Cloud Native Application Interfaces

_qc3o · on Oct 24, 2016

Reactive and evented models are much harder to reason about and design properly. When you're just doing things sequentially in a fabric script it is much easier to make sense of what is going on. As soon as you make things reactive and evented to support dynamic cloud topologies you are basically on another planet and none of the old rules apply. This is why it is hard to design "cloud native" systems. I don't think it is the lack of interfaces and standards but the model being inherently non-sequential. In many cases it is also non-transactional and barely eventually consistent.

drieddust · on Oct 23, 2016

> Let’s go back to first principles. To describe Cloud Native in one word, we'd choose "automatable". Most existing applications are not.

This is doubly true for Enterprise Customers. Most of them are cloud minded without understanding their applications which aren't cloud conditioned.

user5994461 · on Oct 23, 2016

Existing applications will work in the cloud. There is no need to use the fancy cloud stuff (multi region, auto scaling...) if it's not needed [or not possible].

At the minimum, renting an instance in AWS or GCE is equivalent to renting a physical server. Applications don't care what's the brand of the server they're running on.

seneca · on Oct 24, 2016

>Existing applications will work in the cloud. There is no need to use the fancy cloud stuff (multi region, auto scaling...) if it's not needed [or not possible].

I'd like to unpack this.

>Existing applications will work in the cloud.

They may work, but there's a good chance they will not work well. Doing a direct lift and drop of an application onto AWS can be catastrophic if you don't understand storage persistence, or VM availability. An EC2 VM is not like a physical server in that it will not continue to run indefinitely until something breaks. I would say that existing applications will likely not work well without a shift in the way you treat underlying infrastructure. There are a lot of considerations around IO and locality as well.

>There is no need to use the fancy cloud stuff (multi region, auto scaling...) if it's not needed

You've just said "There is no need... if it's not needed.

>[or not possible]

If it is not possible to use the surrounding services your application is probably a poor fit for a cloud platform. It can become prohibitively expensive to try to directly replicate your physical datacenter architecture on a cloud platform.

Is it possible to just drop your existing application onto some VMs? Sure, but it's probably a bad idea.

user5994461 · on Oct 24, 2016

> An EC2 VM is not like a physical server in that it will not continue to run indefinitely until something breaks.

Sorry to contradict but an EC2 VM does run indefinitely until something breaks ;)

There are differences in physical storage between local disks, SAN, NAS, Network Storage, NFS, EBS volumes and Google Volume. A sysadmin should know the characteristics of these, doesn't matter whether it's cloud tech or own tech or homelab tech.

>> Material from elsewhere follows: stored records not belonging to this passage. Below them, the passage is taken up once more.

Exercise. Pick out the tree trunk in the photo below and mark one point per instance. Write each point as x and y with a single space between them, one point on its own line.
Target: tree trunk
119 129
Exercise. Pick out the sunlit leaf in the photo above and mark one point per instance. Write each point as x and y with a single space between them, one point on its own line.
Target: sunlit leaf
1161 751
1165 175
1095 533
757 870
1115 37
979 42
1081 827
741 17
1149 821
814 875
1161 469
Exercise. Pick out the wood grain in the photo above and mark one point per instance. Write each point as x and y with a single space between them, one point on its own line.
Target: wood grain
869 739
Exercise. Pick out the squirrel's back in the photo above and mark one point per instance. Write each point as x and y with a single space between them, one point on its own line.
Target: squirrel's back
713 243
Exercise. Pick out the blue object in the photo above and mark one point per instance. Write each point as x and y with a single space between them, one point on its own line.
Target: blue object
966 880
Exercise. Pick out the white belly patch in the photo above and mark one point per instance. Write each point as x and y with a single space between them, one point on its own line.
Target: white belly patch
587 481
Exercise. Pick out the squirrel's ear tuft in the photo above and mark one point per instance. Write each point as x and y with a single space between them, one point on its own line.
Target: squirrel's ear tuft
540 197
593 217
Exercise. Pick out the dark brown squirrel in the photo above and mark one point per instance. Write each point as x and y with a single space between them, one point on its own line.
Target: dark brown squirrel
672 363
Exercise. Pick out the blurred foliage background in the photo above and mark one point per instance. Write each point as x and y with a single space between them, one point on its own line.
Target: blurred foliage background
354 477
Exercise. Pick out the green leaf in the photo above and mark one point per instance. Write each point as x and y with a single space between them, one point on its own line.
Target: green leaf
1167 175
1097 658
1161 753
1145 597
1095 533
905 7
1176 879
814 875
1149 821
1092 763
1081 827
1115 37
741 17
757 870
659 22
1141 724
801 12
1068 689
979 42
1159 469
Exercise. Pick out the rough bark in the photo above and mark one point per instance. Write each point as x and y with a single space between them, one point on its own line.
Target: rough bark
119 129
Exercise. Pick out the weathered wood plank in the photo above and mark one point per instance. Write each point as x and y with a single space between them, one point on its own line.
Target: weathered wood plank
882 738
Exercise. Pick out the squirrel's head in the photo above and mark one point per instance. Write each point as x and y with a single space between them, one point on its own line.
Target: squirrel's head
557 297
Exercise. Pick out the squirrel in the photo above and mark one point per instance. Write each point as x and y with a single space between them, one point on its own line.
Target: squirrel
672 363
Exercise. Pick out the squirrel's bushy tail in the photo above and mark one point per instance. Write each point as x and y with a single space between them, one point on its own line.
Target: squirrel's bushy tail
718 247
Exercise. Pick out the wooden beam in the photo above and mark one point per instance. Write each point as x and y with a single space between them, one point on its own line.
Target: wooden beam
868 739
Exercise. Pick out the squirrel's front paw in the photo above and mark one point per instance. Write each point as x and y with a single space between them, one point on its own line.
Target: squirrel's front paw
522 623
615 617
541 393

People with all this knowledge are rare and expensive, yet critical for major migrations to go well. I can understand that this is an obstacle for major migrations to the cloud (and a benefit for my payroll).

> You've just said "There is no need... if it's not needed".

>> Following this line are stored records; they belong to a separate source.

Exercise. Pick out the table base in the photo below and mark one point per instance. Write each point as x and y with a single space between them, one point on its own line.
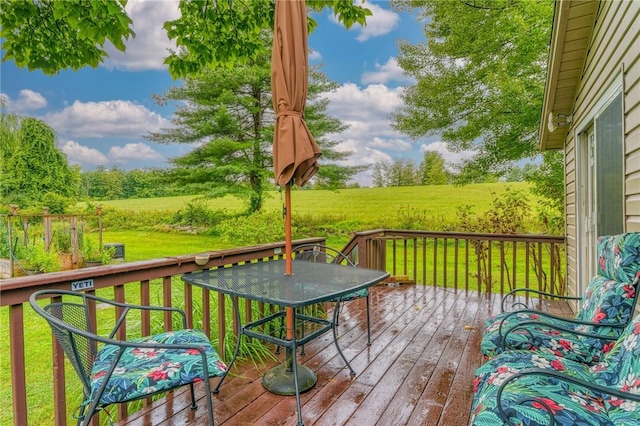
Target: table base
280 380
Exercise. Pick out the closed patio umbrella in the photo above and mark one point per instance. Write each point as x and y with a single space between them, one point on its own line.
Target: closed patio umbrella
295 152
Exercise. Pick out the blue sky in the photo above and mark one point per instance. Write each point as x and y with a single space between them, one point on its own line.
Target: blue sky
102 114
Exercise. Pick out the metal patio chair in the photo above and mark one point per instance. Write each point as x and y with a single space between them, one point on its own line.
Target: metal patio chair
605 310
114 371
323 253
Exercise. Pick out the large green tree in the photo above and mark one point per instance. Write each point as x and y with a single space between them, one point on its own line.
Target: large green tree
53 35
228 115
479 78
32 168
432 170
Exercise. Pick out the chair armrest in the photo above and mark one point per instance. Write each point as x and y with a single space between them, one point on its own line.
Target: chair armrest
128 307
524 324
560 376
530 290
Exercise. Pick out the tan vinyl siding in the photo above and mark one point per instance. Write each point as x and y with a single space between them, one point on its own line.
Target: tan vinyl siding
614 47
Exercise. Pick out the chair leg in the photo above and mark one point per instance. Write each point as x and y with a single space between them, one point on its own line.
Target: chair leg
207 387
368 324
193 397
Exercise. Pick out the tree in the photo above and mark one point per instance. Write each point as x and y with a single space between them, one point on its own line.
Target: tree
32 167
432 170
479 78
53 35
548 178
397 173
228 115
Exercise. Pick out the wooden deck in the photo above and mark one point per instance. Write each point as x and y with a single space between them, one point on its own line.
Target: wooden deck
418 371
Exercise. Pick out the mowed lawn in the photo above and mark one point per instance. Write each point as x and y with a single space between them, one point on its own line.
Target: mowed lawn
361 208
358 203
368 208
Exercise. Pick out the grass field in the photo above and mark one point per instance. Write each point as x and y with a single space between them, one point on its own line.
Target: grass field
350 209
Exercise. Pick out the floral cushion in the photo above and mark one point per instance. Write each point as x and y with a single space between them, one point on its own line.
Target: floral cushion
524 399
609 299
606 302
619 256
141 372
541 337
571 404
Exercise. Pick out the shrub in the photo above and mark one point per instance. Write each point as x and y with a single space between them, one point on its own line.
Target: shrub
257 228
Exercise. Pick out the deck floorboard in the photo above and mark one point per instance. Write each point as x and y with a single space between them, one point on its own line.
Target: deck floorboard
418 371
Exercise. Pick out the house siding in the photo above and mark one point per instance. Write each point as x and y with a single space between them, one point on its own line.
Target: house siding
613 56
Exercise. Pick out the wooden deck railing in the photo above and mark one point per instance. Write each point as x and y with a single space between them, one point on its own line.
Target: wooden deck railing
483 262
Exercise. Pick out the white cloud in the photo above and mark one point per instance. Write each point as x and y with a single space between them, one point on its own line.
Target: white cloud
150 46
314 55
449 157
382 22
389 71
27 101
134 152
369 137
103 119
83 155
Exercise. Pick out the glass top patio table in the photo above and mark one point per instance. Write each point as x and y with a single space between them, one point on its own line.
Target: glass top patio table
310 283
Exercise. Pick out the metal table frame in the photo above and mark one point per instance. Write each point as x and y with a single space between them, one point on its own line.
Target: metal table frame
310 283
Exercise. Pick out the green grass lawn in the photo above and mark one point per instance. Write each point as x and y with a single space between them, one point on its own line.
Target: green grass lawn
357 209
349 209
367 204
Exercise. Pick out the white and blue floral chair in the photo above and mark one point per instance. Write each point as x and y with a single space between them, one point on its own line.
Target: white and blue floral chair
114 371
540 389
606 308
325 254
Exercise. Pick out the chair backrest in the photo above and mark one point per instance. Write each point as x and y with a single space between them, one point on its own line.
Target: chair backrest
620 367
321 253
71 325
612 294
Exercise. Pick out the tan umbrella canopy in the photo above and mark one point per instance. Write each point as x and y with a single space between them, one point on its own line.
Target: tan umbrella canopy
295 153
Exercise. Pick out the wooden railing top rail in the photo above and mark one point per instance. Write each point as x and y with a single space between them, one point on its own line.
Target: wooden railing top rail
14 291
395 233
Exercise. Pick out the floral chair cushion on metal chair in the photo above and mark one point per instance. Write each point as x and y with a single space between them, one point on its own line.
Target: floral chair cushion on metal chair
536 388
607 306
614 303
141 371
323 253
112 370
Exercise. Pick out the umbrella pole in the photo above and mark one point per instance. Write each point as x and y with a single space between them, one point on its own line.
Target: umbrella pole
287 378
288 249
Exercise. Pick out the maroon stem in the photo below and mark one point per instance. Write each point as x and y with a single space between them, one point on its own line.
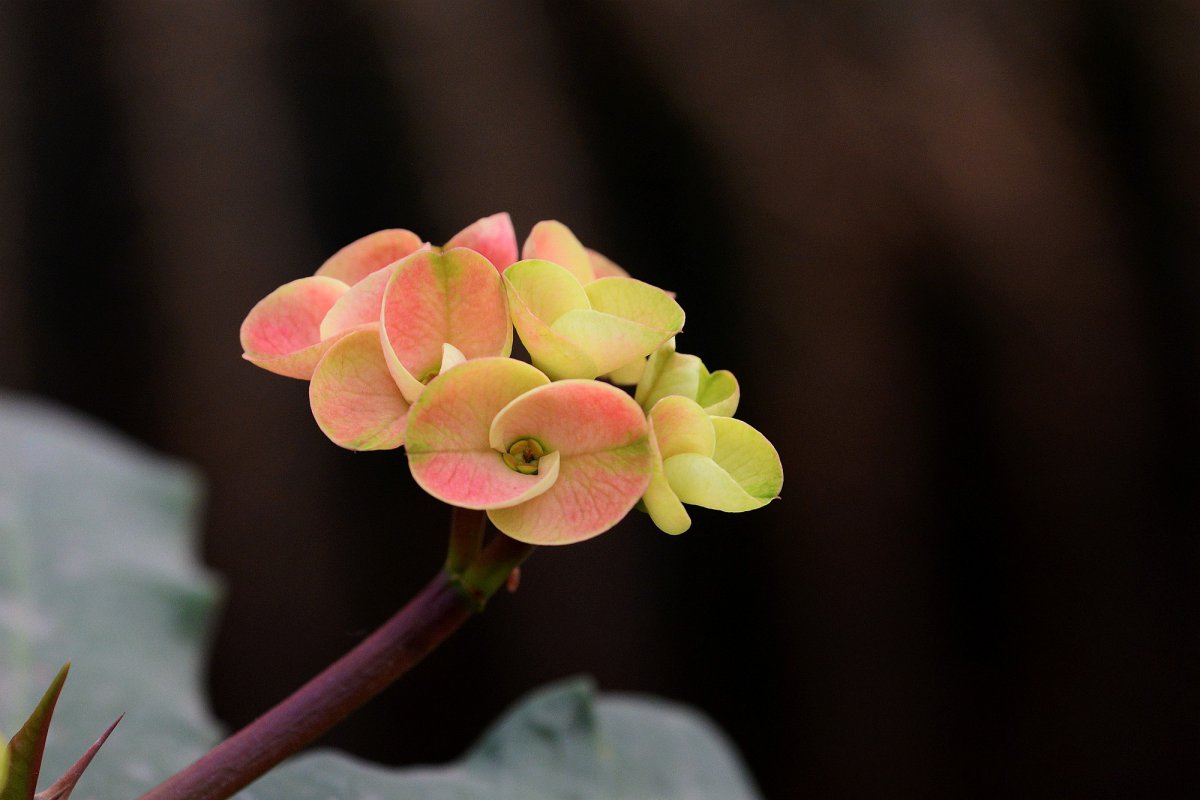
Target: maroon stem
420 626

I think it's VERY important for legacy migrations. A migration should be done starting with the fundamentals, progressing in stages.

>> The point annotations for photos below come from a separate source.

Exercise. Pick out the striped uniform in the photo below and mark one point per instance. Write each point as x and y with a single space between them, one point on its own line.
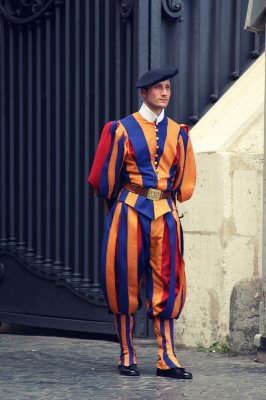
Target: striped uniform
143 238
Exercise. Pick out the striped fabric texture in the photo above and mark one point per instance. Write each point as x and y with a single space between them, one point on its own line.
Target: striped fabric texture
164 332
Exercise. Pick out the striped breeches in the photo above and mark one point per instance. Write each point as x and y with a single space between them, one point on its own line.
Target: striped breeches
135 247
165 338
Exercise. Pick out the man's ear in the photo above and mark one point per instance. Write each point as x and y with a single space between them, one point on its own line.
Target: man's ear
143 92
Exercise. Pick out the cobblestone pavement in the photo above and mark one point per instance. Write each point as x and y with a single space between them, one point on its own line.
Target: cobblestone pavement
66 368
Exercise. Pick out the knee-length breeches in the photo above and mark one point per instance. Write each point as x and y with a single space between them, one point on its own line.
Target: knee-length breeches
135 246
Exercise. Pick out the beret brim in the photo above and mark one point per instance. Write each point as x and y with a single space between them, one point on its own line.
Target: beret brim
155 75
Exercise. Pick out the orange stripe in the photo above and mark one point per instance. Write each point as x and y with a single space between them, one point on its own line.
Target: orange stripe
131 337
124 339
182 276
113 158
110 261
132 260
169 153
169 348
156 324
157 228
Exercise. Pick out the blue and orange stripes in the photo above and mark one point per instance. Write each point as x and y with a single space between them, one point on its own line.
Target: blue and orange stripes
164 332
125 326
134 246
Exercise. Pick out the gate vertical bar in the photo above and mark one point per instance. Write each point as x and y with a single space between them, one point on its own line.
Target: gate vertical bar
57 262
48 148
12 238
76 276
118 93
30 249
67 269
140 45
195 53
21 191
3 210
39 150
87 232
95 283
155 34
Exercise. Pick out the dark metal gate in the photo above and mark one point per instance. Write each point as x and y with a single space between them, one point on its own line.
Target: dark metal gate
66 67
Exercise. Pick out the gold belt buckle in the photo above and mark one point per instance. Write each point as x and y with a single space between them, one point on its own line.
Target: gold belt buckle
154 194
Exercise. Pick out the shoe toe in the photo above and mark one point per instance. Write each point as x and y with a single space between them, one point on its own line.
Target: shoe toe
131 370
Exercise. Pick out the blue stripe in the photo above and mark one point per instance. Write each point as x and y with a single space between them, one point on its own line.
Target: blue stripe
181 303
171 324
141 149
171 294
118 323
122 260
108 225
162 133
144 258
165 354
145 206
129 340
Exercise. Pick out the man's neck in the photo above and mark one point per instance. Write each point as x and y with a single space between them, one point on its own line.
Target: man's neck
150 115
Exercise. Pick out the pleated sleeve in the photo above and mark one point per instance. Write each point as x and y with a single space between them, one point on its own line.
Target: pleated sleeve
185 179
108 160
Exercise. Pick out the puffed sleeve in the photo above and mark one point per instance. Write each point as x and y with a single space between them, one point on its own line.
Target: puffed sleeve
108 160
185 179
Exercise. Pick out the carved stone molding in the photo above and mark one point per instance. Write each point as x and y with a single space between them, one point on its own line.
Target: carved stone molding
23 11
126 7
173 8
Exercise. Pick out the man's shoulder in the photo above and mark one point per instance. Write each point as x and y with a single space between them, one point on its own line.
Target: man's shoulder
178 125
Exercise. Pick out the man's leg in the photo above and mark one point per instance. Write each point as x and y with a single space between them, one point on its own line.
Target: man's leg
124 326
163 329
165 279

All articles and talks focus on shiny bleeding edge stuff, which is only the latest stage(s). Depending on the applications and organization, this stage may or may not be worthwhile, it should or should NOT be a goal in the first place.

> If it is not possible to use the surrounding services your application is probably a poor fit for a cloud platform. It can become prohibitively expensive to try to directly replicate your physical datacenter architecture on a cloud platform.

I'm talking to clients who have to run their own datacenter right now and want to migrate. It is prohibitively expensive.

dmourati · on Oct 24, 2016

One commentator put it thus:

Legacy: unreliable software on reliable hardware. Cloud: reliable software on unreliable hardware.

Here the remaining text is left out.